Value investing is easily one of the most popular ways to find great stocks in any market environment. After all, who wouldn’t want to find stocks that are either flying under the radar and are compelling buys, or offer up tantalizing discounts when compared to fair value?
One way to find these companies is by looking at several key metrics and financial ratios, many of which are crucial in the value stock selection process. Let’s put American Airlines Group Inc. (AAL - Free Report) stock into this equation and find out if it is a good choice for value-oriented investors right now, or if investors subscribing to this methodology should look elsewhere for top picks:
A key metric that value investors always look at is the Price to Earnings Ratio, or PE for short. This shows us how much investors are willing to pay for each dollar of earnings in a given stock, and is easily one of the most popular financial ratios in the world. The best use of the PE ratio is to compare the stock’s current PE ratio with: a) where this ratio has been in the past; b) how it compares to the average for the industry/sector; and c) how it compares to the market as a whole.
On this front, American Airlines has a trailing twelve months PE ratio of 6.20. This level actually compares pretty favorably with the market at large, as the PE for the S&P 500 compares in at about 19.84. If we focus on the stock’s long-term PE trend, the current level puts American Airlines’ current PE ratio above its midpoint of 5.28 over the past two years, with the number having risen rapidly over the past few months.
Further, the stock’s PE also compares favorably with the Zacks classified Transportation sector’s trailing twelve months PE ratio, which stands at 15.21. At the very least, this indicates that the stock is relatively undervalued right now, compared to its peers.
We should also point out that American Airlines has a forward PE ratio (price relative to this year’s earnings) of 8.73, so we might say that the forward earnings estimates indicate that the company’s share price will likely appreciate in the near future.
Another key metric to note is the Price/Sales ratio. This approach compares a given stock’s price to its total sales, where a lower reading is generally considered better. Some people like this metric more than other value-focused ones because it looks at sales, something that is far harder to manipulate with accounting tricks than earnings.
Right now, American Airlines has a P/S ratio of about 0.61. This is way lower than the S&P 500 average, which comes in at 2.84 right now. Also, as we can see in the chart below, this stands somewhat below the highs for this stock in particular over the recent past.
If anything, AAL is in the lower end of its range in the time period from a P/S metric, suggesting some level of undervalued trading—at least compared to historical norms.
An often overlooked ratio that can still be a great indicator of value is the price/cash flow metric. This ratio doesn’t take amortization and depreciation into account, so can give a more accurate picture of the financial health in a business. This is a preferred metric to some valuation investors because cash flows are (a) generally less prone to manipulation by the company’s management and (b) are less affected by variation in accounting policies between different companies.
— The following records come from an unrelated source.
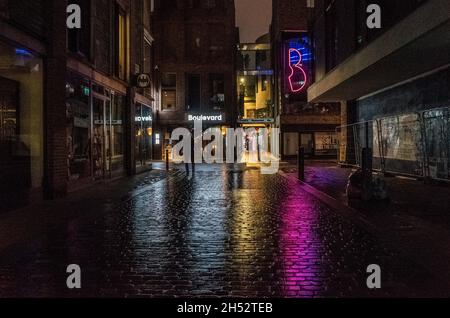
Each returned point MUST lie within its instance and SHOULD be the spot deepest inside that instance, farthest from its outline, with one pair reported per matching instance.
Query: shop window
(144, 134)
(326, 143)
(21, 125)
(193, 95)
(121, 43)
(217, 91)
(169, 91)
(78, 126)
The ratio is generally applied to find out whether a company’s stock is overpriced or underpriced with reference to its cash flows generation potential compared with its competitors. However, it is not commonly used for cross-industry comparison, as the average price to cash flow ratio varies from industry to industry.
In this case, American Airlines’ P/CF ratio of 3.58 compares favorably with the Zacks classified Transportation-Airline industry average of 5.57, which again indicates that the stock is undervalued in this respect.
Broad Value Outlook
In aggregate, American Airlines currently has a Zacks Value Style Score of ‘A’, putting it into the top 20% of all stocks we cover from this look. This makes American Airlines a solid choice for value investors. Clearly, AAL is a solid choice on the value front from multiple angles.
What About the Stock Overall?
American Airlines looks to be a good choice for value investors, and there are other favorable factors that this company enjoys, as well. It is worth noting that American Airlines has a Growth grade of ‘B’ and a Momentum score of ‘A’. This gives AAL a Zacks VGM score—or its overarching fundamental grade—of ‘A’. (You can read more about the Zacks Style Scores here >>)
However, the company’s recent earnings estimates have been mixed at best. The current quarter has seen four estimates go higher in the past sixty days compared to one lower, while the full year estimate has seen five revisions upward and one downward in the same time period.
This has had a clear impact on the consensus estimate, as the current quarter consensus estimate has risen by 11.6% in the past two months, while the full year estimate has climbed just 2.2%. You can see the consensus estimate trend and recent price action for the stock in the chart below:
This somewhat mixed trend is why the stock has just a Zacks Rank #3 (Hold) and why we are looking for in-line performance from the company in the near term.
American Airlines is an inspired choice for value investors, as it is hard to beat its incredible lineup of statistics on this front. However, with a Zacks Rank #3, it is hard to get too excited about this company overall. In fact, over the past two years, the Zacks Transportation-Airline industry has largely underperformed the broader market, as you can see below:
So, value investors might want to wait for estimates and analyst sentiment to turn around in this name first, but once that happens, this stock could be a compelling pick.